I will never forgot my last gluten meal. In hindsight, I would have chosen something different like a pizza, sourdough or Italian bread, or maybe even cake. While John suggested that I ease into the diet, I disagreed and decided jump in with both feet. September and October were extremely hard and depressing months for me, but I made it. I survived it and it has made me a stronger person today.

So I break my MoFo theme to recall these memories. For me it is important to remember this time and realize how much I have grown from this whole experience. While I do not have an allergy, I have come to have an understanding for those who have allergies and/or sensitivities. This all is a good reminder that when life gives you lemons, you should make gluten free vegan lavender lemon cupcakes! :-)


GiGi said...

Beautifully written and remembered, Amanda. You are a survivor!! So glad you are healthy today!
I find it is good to remember where you've come from, it helps with gratitude for me :)
Many hugs.

diylettante said...

Glad you found a doctor who was able to figure out what was wrong! I know how hard that is (I had to diagnose myself).
It's hard to be gluten free, but I like vegan lemon lavender cupcakes...

Hannah said...

Thank goodness you figured out the problem (and the solution) in time to turn things around. Not an easy path for sure, but you've proven that it's possible. Congrats on reaching this milestone!

Dawn said...

Lovely! So glad you get to see it from this side now. I went through many of the same things you did. I even ended up having a heart cath in the midst of it to find the problem!
It's so great that you wrote this for people on the other side to see how worth it the changes are.

Mandee said...

You poor thing! Life pre-diagnosis sounds so horribly anxious and unbearable.
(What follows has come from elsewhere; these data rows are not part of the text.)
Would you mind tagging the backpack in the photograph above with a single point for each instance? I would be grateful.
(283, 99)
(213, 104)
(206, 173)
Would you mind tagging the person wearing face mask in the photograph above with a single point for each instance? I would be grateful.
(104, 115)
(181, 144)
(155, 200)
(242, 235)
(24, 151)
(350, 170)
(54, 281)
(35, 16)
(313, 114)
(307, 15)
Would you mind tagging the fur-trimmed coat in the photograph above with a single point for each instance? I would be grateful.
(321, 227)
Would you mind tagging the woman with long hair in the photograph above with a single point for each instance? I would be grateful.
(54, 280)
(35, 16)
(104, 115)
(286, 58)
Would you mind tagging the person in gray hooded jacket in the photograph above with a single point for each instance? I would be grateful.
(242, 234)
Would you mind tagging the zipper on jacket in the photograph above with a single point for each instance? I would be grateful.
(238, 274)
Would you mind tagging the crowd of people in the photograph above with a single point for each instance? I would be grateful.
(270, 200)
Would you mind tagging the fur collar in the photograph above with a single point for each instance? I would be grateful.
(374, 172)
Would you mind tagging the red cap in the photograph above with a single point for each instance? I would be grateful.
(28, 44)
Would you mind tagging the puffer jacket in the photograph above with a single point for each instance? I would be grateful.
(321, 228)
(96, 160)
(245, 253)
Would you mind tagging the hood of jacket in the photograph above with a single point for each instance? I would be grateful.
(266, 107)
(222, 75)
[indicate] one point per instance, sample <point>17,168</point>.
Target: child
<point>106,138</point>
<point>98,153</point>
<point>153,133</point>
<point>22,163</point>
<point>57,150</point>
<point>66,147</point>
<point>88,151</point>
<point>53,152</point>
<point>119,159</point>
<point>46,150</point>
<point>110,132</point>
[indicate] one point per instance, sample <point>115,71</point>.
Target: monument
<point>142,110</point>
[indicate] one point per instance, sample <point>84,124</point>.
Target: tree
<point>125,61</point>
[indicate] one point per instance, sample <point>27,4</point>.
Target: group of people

I'm glad you're able to enjoy life and social situations now :)

Maureen said...

I have a friend with this disease and I know what the difficulties can be. I think you were right to dive straight into a gluten free diet - if it were me I would want to cut out what was making me ill as soon as I found out.

My daughter started to have terrible migraines when she was twelve. After a CAT scan, amongst other tests, she was discovered to have an allergy to cow's milk and dairy products. Sometimes people think she is being silly and don't bother to check thinking that dairy won't have any real effect on her but they are very wrong as she then has to spend two or three days in bed with a migraine.

After a while the gluten free will become second nature to you, certainly here in the UK supermarkets have special sections for gluten free food, it makes people's lives so much easier.